Wow, just a glimpse of eye, the 2 week of holiday just passed. I really couldn't feel it. Somehow it was too fast for me. Bonded with the German intensive class, i could barely go out. The most i could do is only a show. Sigh... That's the life. Because of these classes, i can't even feel that today is actually Sunday. Weekday or weekend make no different to me. Tomorrow will be the our new semester. I promise myself that this semester will be a turning point for me. The time for me to fulfill what i promised for myself. Sometimes i do hate myself. I don't know why i am able to fulfilled all the promises i made to others but not to myself. I keep telling myself," it's the time for you to give yourself an achievement" but somehow thing didn't work as planned. Why? I am also asking the same question. LOL!

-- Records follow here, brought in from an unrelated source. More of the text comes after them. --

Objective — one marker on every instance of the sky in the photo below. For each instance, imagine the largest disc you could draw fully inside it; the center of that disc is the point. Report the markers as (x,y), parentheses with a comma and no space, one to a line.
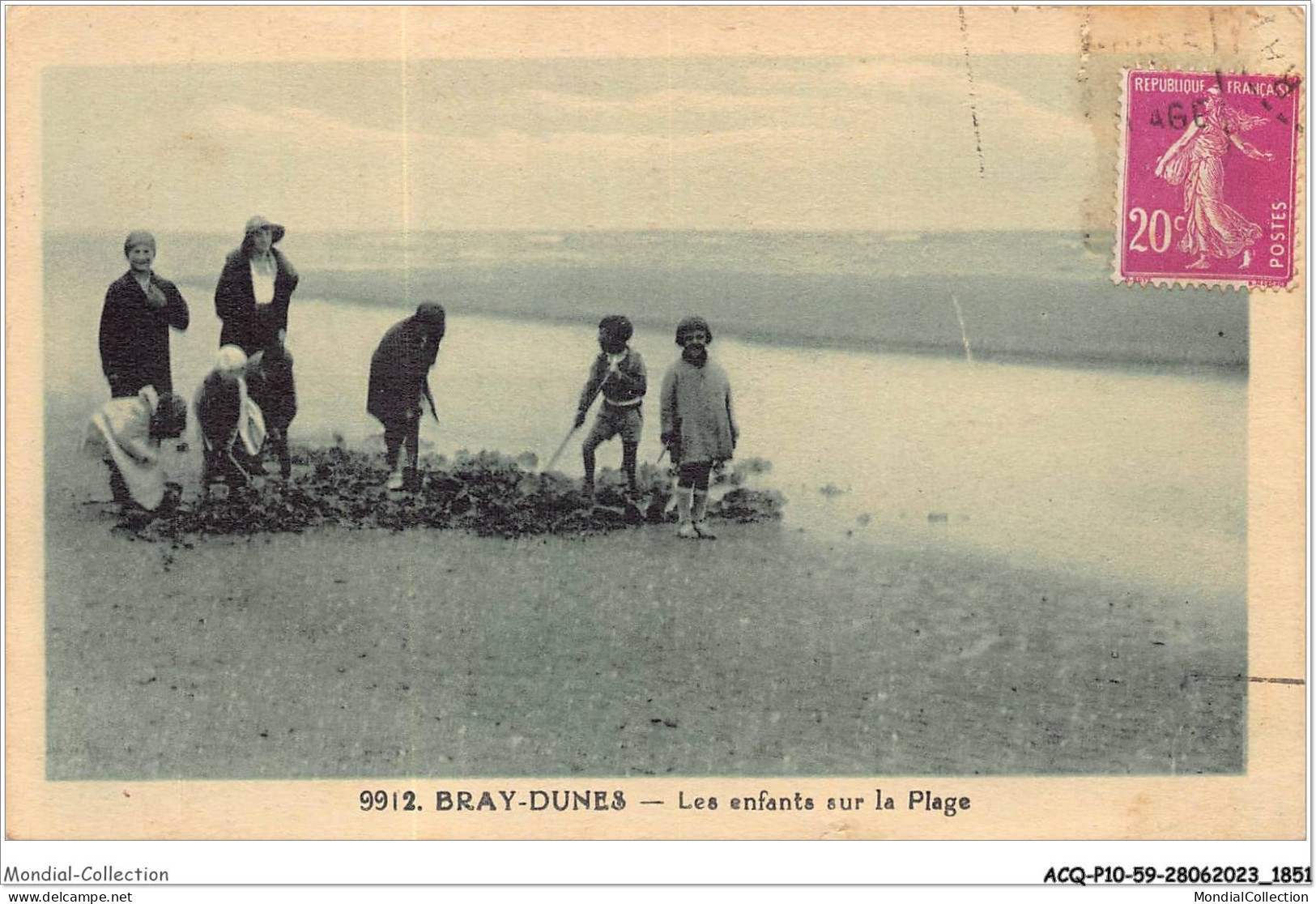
(915,143)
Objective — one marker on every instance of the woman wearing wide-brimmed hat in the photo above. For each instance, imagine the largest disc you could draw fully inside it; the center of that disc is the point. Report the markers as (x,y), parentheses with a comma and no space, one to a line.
(252,301)
(141,307)
(256,288)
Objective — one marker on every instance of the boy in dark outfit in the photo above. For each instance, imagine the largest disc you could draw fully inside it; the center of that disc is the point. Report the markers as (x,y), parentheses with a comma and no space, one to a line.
(399,379)
(619,375)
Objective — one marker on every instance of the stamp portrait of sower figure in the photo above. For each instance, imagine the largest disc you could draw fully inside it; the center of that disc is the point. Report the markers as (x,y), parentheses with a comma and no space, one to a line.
(1196,160)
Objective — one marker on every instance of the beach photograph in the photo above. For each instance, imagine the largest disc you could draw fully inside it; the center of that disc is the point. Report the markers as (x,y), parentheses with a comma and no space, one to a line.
(978,511)
(713,424)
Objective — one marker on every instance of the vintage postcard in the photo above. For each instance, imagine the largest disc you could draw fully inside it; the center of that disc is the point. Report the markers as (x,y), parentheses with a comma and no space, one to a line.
(656,423)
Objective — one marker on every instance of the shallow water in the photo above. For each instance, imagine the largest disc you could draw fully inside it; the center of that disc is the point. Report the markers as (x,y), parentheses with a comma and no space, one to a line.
(1128,472)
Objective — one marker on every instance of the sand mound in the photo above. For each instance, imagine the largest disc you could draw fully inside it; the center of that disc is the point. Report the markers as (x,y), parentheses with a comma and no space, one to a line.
(488,493)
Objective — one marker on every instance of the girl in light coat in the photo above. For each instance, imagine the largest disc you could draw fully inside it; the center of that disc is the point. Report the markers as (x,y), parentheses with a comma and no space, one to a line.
(698,425)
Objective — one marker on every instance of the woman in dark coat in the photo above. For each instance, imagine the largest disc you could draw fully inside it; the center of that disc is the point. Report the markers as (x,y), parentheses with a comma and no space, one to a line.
(252,301)
(254,290)
(399,379)
(140,309)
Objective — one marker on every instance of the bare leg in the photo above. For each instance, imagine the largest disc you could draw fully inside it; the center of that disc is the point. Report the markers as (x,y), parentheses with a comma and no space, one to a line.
(628,462)
(411,454)
(587,452)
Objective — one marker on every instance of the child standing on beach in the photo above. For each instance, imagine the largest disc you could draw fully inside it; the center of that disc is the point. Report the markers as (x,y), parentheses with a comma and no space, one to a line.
(698,425)
(619,374)
(126,433)
(399,379)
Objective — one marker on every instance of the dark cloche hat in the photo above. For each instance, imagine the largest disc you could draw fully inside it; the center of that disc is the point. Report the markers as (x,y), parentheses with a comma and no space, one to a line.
(688,326)
(617,326)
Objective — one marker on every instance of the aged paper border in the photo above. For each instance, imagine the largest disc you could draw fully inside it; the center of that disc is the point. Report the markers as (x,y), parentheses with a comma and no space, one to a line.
(1267,803)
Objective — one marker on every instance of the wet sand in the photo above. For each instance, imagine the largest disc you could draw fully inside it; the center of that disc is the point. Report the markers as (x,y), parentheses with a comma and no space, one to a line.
(358,653)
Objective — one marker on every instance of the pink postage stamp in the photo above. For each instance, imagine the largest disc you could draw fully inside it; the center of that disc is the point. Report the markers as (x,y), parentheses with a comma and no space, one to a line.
(1208,171)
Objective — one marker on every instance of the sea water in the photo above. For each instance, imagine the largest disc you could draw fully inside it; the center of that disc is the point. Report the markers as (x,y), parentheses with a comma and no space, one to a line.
(1128,471)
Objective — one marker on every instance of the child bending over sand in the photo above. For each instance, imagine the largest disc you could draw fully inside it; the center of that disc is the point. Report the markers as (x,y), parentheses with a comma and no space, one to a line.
(232,424)
(126,433)
(399,379)
(619,374)
(698,425)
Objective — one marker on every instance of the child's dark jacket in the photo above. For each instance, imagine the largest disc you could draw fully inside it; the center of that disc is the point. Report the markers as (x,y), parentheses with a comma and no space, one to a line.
(399,373)
(624,389)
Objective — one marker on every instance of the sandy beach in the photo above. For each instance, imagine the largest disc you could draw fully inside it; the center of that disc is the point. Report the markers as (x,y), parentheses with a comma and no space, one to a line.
(1041,573)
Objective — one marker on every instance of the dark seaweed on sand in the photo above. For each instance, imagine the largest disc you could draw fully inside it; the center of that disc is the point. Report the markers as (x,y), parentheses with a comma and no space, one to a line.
(488,493)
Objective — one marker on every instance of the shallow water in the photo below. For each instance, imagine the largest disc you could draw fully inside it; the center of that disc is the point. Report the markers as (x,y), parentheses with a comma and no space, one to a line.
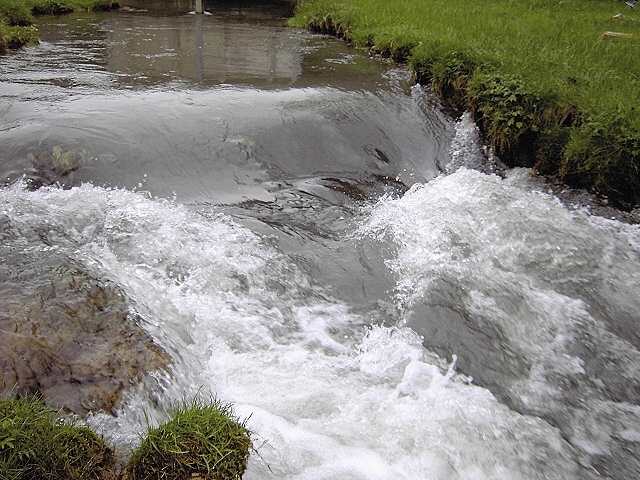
(273,206)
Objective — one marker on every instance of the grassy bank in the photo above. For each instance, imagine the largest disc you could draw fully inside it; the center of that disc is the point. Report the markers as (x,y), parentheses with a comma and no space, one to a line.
(201,439)
(16,17)
(547,89)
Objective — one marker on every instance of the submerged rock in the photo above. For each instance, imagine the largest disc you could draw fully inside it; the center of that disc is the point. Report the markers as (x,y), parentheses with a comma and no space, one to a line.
(64,333)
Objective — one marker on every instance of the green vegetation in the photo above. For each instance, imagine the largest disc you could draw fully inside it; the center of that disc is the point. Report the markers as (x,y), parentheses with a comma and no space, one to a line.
(35,444)
(546,87)
(202,439)
(16,17)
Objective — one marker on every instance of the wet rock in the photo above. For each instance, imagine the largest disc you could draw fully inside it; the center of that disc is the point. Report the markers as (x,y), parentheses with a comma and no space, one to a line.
(54,166)
(66,334)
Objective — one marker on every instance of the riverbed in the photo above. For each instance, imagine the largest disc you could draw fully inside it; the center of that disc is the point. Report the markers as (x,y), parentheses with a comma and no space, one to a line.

Previously i viewed Bro Oh blog and i saw his Food for Thought which consist of 4 groups:
1) Pain & Pleasure
2) Loss & Gain
3) Blame & Praise
4) Dishonor & Honor

Somehow i am current understand the first 3 groups, and practicing the first 2 groups. Even though i am just practicing only the 2 of its, i do find it hard to fully practice it. Sometime my laziness overwhelmed myself. The 3rd group, hard for me to practice, maybe because my short tempered character as well my stupid big mouth. Somehow, i wish i am mute. Coz sometime i couldn't control it. Only those who close enough to me can stand with it. Though i normally seen as a good quite boy, but when i am with my "friends", my nature appeared. sigh... "A friend in need, is a friend indeed". Haha... i hardly can define the word friend. Warum sage ich das? "Das sage ich lieber nicht. Was sagst du? Was bedeutet 'Freund,? Ich verstehe nicht.
The 4th group. I don't how to practice it.LOL!

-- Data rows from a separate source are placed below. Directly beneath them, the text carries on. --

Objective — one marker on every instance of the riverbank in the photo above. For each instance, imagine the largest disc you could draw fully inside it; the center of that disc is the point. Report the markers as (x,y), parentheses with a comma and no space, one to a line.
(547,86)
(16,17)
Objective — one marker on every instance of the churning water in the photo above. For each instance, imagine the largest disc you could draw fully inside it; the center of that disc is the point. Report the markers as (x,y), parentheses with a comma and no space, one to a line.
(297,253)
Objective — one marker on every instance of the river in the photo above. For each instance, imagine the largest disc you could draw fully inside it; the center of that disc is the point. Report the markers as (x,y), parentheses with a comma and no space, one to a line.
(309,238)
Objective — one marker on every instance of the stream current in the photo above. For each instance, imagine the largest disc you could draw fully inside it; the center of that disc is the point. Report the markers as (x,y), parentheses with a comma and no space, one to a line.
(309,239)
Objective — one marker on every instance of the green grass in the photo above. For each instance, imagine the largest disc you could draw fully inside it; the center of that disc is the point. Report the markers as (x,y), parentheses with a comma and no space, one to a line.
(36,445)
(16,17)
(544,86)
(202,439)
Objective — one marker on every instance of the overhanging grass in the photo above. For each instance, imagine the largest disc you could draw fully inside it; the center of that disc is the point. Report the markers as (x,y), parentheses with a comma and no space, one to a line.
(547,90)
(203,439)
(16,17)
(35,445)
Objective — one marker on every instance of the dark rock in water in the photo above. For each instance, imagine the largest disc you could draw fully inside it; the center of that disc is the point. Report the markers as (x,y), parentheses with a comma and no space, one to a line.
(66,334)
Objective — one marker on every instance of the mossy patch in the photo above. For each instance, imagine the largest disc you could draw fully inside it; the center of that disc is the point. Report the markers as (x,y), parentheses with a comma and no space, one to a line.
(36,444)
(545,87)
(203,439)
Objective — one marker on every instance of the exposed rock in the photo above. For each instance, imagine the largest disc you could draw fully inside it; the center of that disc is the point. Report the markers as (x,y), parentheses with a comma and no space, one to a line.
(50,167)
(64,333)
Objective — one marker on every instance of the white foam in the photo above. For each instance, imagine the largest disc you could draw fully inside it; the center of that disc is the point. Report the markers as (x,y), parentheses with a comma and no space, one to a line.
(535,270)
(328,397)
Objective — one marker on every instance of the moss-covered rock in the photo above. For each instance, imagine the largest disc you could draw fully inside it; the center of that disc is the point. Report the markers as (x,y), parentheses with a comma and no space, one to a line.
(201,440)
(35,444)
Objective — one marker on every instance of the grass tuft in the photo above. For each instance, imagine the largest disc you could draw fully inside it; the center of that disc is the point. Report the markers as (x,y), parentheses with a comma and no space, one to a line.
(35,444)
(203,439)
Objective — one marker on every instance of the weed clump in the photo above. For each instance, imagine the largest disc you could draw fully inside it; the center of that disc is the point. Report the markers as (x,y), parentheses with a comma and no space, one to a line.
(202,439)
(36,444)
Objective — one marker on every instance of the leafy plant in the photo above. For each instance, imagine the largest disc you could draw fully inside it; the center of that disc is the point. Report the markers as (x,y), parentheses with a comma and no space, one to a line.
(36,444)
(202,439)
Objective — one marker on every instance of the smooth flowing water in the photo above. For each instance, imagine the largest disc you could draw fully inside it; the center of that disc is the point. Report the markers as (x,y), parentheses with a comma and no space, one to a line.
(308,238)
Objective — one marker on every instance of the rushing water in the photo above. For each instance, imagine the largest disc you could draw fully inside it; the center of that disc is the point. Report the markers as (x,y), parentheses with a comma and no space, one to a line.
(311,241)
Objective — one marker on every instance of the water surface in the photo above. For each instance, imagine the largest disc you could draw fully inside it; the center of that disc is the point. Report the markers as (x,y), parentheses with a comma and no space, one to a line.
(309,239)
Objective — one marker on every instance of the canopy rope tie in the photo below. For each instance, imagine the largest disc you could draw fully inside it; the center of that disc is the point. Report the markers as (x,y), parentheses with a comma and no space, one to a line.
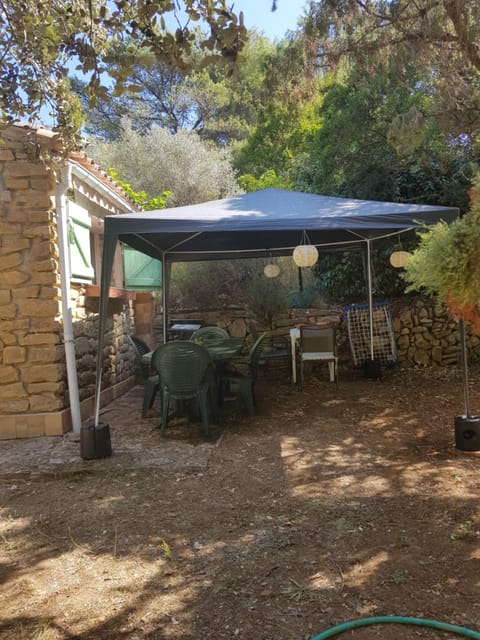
(363,622)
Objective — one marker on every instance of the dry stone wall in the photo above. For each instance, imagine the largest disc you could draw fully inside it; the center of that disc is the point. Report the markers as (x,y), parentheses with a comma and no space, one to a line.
(425,333)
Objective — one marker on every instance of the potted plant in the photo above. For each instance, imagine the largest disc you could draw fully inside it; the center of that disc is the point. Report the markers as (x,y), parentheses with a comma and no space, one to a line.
(446,264)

Today, Frau Maria asked what my daily rountine, and somehow i do told her that sometimes i spent my time in blogging and she suggested to write it in German. I actually had thought about it, but that time my Deutsch too weak. Aber ich will in der Januar anfangen. Am Januar fange ich mein Deutschblog an. OK?
Es ist zu spaet. Jetzt ist einundzwanzig Uhr vierzig. Ich muss meine deutsche hausaufgaben weiter.
Tschues!

Friday, December 5, 2008

Das Leben der Anderen


This movie was introduced by my German lecturer. Overall the movies was awesome. The translated title "The Life of Others".
What make the movie interesting is the story line as well the meaning behind the title.
Though it was last year movie, but i don't think many of us have watched this movie. Is recommended.

Monday, December 1, 2008

Europe in Malaysia!

On the Sunday(30th Nov), we went to a Christmas Bazaar in KL Pac,Sentul Park. Not an ordinary bazaar. It called "Austrian-German-Swiss Bazaar 2008). By the name, you can clearly know that it was for European in Malaysia.

Forget about how we reached there, or what we had went through to be there.LOL! You guys just need to know what happened in the bazaar. When we were at the entrance, gosh.... you couldn't imagine that you actually in Malaysia. There were fulled with European, as if we were the foreigner there. LOL! Only or skin look different that others. Guess i don't need to talk much. Picture will do the talking

Inside the building.Place where Christmas cookies were sold.



Here stall main stalls. Sell a lot of Christmas needs, Oh ya, We bought the Gruesswein from there.

With Aik Loon, the picture actually aime on the girls behind us.LOL!


With Tien Chang, he is holding the Gruehwien.


Stuff that been sell, kinda "cute"

In the bazaar with my entrance ticket. My face a bit reddish due to the wien effect.LOL!

The Christmas candle!

The side will of the building form the outside.

The sentul park sign with the reflection from the water in the lake.

Photo with Herr and Frau Trenaman


All Males!

"The Family Photo!"
LOL!

The small little Christmas tree

This staircase, always seen it TV. it's unique!